July 21, 2011 at 12:16 pm
k
Umm…manipulating calorie counts would be…incorrect information…?
Maybe better ways of presenting the information contained in the number would be useful to look into – Chipotle’s calorie counts for instance are not entirely clear; this in addition to the problem of interpreting the number.
In order to counter the problem you pose, perhaps we should think of ways of making the interpretation standard, to a reasonable level at least.
July 21, 2011 at 1:49 pm
Frank
“Umm…manipulating calorie counts would be…incorrect information…?” So? Why is that a problem?

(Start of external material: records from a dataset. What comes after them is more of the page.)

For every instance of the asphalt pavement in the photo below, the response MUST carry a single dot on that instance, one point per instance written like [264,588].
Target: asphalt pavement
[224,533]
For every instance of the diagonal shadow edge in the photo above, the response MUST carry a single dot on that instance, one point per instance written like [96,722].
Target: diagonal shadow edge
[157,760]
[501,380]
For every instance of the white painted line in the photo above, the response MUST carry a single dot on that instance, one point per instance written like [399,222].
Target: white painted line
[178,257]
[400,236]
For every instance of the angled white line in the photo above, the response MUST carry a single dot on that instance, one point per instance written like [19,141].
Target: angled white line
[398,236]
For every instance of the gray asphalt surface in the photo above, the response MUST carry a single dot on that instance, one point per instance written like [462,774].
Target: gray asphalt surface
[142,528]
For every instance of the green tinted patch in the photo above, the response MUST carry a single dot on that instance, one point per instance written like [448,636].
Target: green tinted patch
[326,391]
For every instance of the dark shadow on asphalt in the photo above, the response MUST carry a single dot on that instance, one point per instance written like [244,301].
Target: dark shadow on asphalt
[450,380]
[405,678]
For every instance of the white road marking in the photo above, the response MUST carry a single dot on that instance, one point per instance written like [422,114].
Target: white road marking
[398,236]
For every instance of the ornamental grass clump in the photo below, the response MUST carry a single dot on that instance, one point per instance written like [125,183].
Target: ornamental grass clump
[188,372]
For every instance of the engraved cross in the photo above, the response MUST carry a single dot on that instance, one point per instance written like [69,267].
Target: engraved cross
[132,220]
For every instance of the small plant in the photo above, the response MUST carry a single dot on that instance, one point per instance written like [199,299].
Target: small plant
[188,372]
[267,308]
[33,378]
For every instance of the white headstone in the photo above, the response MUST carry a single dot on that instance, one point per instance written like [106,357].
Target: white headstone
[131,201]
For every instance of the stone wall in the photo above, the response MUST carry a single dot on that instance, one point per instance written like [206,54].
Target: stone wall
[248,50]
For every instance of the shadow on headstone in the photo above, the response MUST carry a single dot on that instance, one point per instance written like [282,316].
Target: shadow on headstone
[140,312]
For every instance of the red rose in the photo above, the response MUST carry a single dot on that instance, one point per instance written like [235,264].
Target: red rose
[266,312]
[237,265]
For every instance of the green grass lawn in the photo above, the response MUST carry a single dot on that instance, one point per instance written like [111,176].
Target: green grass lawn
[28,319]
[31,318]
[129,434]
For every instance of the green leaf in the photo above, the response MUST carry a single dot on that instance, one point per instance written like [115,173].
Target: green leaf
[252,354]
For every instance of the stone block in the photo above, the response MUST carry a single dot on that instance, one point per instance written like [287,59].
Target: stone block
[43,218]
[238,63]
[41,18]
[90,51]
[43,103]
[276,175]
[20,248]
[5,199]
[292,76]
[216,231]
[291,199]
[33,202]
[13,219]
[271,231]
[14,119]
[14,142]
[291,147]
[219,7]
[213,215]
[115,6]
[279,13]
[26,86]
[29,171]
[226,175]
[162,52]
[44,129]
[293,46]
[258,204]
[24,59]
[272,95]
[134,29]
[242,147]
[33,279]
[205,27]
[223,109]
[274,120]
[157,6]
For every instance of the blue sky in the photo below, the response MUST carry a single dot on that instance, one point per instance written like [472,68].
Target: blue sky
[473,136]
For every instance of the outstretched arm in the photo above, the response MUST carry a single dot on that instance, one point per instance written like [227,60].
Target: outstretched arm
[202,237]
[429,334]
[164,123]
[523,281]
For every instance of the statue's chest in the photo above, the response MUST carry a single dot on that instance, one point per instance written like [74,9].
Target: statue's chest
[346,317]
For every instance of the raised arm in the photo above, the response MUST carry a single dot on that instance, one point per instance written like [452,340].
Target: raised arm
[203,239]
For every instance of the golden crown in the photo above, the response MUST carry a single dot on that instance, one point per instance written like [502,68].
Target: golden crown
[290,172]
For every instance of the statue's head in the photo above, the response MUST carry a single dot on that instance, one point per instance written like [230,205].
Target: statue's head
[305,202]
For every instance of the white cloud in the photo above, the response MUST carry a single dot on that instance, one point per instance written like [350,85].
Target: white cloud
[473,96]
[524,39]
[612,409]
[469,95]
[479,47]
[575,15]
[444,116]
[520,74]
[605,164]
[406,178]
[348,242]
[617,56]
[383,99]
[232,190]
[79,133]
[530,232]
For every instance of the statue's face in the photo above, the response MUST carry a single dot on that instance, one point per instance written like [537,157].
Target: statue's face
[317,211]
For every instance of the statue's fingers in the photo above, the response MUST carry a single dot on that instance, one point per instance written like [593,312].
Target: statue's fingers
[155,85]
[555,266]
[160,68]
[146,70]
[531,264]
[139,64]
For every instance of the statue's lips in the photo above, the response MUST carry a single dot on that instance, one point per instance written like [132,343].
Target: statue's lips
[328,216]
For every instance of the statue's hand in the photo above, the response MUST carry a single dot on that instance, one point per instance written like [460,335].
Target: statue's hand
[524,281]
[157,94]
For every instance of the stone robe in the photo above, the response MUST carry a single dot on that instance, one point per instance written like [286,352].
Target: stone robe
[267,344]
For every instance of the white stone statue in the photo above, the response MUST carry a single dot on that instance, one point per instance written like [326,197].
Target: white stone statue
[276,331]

I wonder if there is an “effect of publishing calorie counts on [the content of] restaurant menus”…
July 21, 2011 at 5:21 pm
dan s
the aggregate change is expected to be positive (or neg) under hypothesis that consumers systematically over (or under) estimated cals
July 21, 2011 at 10:12 pm
Scott
I know I look for the highest calorie count when choosing between options, at least when I am hungry. This is a big problem for estimation since almost surely some people choose the low calorie option and some the high calorie option. There could thus be large welfare gains for both both types of eaters even though the aggregate data shows little or no effect. In light of this it is also important to find individual-level data.